Still rushing, I took a look at SVNC artist-in-residence Knox Cummin’s three pieces inside the main building, called “The Dearly Departed Suite.”
These indoor pieces are only up until the 7th, but the outside pieces will remain at least through the summer.
They made me think of Fritz Dietel’s pods (see post on Dietel).
The pieces slowed me down, bringing me to thoughts of my past week with a number of mourning rituals.
Into the woods
Then I ventured into the woods, heading for his bird blind, “Slithering” (could this be a Harry Potter influence?). Because I am directionally challenged, I attended to my instructions and my map and my bearings with infinite care, and for a change I didn’t get lost.

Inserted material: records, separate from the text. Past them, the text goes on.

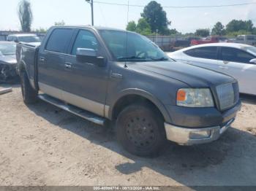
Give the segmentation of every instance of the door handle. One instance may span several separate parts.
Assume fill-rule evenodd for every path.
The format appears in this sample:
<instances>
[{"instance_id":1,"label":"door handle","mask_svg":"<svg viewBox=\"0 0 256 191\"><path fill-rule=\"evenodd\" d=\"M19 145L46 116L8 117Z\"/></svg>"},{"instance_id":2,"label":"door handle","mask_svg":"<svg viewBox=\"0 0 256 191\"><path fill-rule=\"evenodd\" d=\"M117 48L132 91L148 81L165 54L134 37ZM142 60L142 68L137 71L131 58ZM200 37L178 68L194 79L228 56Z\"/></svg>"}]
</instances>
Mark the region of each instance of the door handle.
<instances>
[{"instance_id":1,"label":"door handle","mask_svg":"<svg viewBox=\"0 0 256 191\"><path fill-rule=\"evenodd\" d=\"M41 62L44 62L44 61L45 61L45 58L44 57L39 57L39 61Z\"/></svg>"},{"instance_id":2,"label":"door handle","mask_svg":"<svg viewBox=\"0 0 256 191\"><path fill-rule=\"evenodd\" d=\"M65 63L65 68L66 69L71 69L72 68L72 63Z\"/></svg>"},{"instance_id":3,"label":"door handle","mask_svg":"<svg viewBox=\"0 0 256 191\"><path fill-rule=\"evenodd\" d=\"M219 68L221 69L224 69L224 70L228 69L228 68L227 66L219 66Z\"/></svg>"}]
</instances>

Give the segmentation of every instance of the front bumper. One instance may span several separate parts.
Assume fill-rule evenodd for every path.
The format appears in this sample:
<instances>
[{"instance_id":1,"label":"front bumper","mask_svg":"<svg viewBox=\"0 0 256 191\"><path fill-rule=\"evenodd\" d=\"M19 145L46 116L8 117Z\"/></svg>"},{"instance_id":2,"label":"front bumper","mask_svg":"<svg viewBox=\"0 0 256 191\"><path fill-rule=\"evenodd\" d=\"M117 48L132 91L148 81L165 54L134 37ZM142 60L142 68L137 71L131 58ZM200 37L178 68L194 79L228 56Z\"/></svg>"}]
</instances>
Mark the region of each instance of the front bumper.
<instances>
[{"instance_id":1,"label":"front bumper","mask_svg":"<svg viewBox=\"0 0 256 191\"><path fill-rule=\"evenodd\" d=\"M181 145L214 141L230 127L241 106L239 101L234 107L223 113L217 112L216 109L206 109L205 111L203 109L190 109L192 111L189 111L189 109L186 111L186 108L176 109L178 112L174 116L178 115L178 117L173 118L173 120L178 123L165 123L167 139Z\"/></svg>"},{"instance_id":2,"label":"front bumper","mask_svg":"<svg viewBox=\"0 0 256 191\"><path fill-rule=\"evenodd\" d=\"M184 128L165 124L167 139L181 145L193 145L217 140L234 122L235 118L223 126L207 128Z\"/></svg>"}]
</instances>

The bird blind (at top, above left and below right), which is set into the side of a ravine, undulated and fit back against the land, with benches inside and scales of bark on the outside.
The view of the sky and the land through the grid of wood was spectacular. I saw a wonderful hawk, but I was so excited, I pressed the off button instead of the shutter button on my camera and missed the photo op. The other birds I could only hear.
Nearby in the ravine were some pieces by students who worked with Cummin and their teacher at the Green Woods Charter School at SVNC.
Cummin had several other pieces outside, including a group of three vessels–two boats and a bowl (from left to right, “Two-Bowed Boat,” “Longboat” and “Bowl”). Like “Resting With the Guardians,” the two boats are made from hurricane cherry. “Bowl” is from hurricane poplar.
Again, the pieces have a life’s or soul’s journey feel about them, partly because of their size, and partly because they are metaphoric vessels, with no real function. The roughness of the work implied an eagerness in their manufacture, a desire to express the feelings immediately and get on with the soul’s journey.
I missed one piece, appropriately called “It Got Away,” but three more boats, “Three Departing Boats,” these with masts, right in front of the main building seemed sad to be leaving, just like me. I do confess that, because one of them had three masts, and because there were three, I did think of the Nina, the Pinta, and the Santa Maria.
Returning to civilization (well, the woods seemed more civilized than my life), I once again crossed the gravel at 15 mph, but on the way out, it seemed fast enough for any human.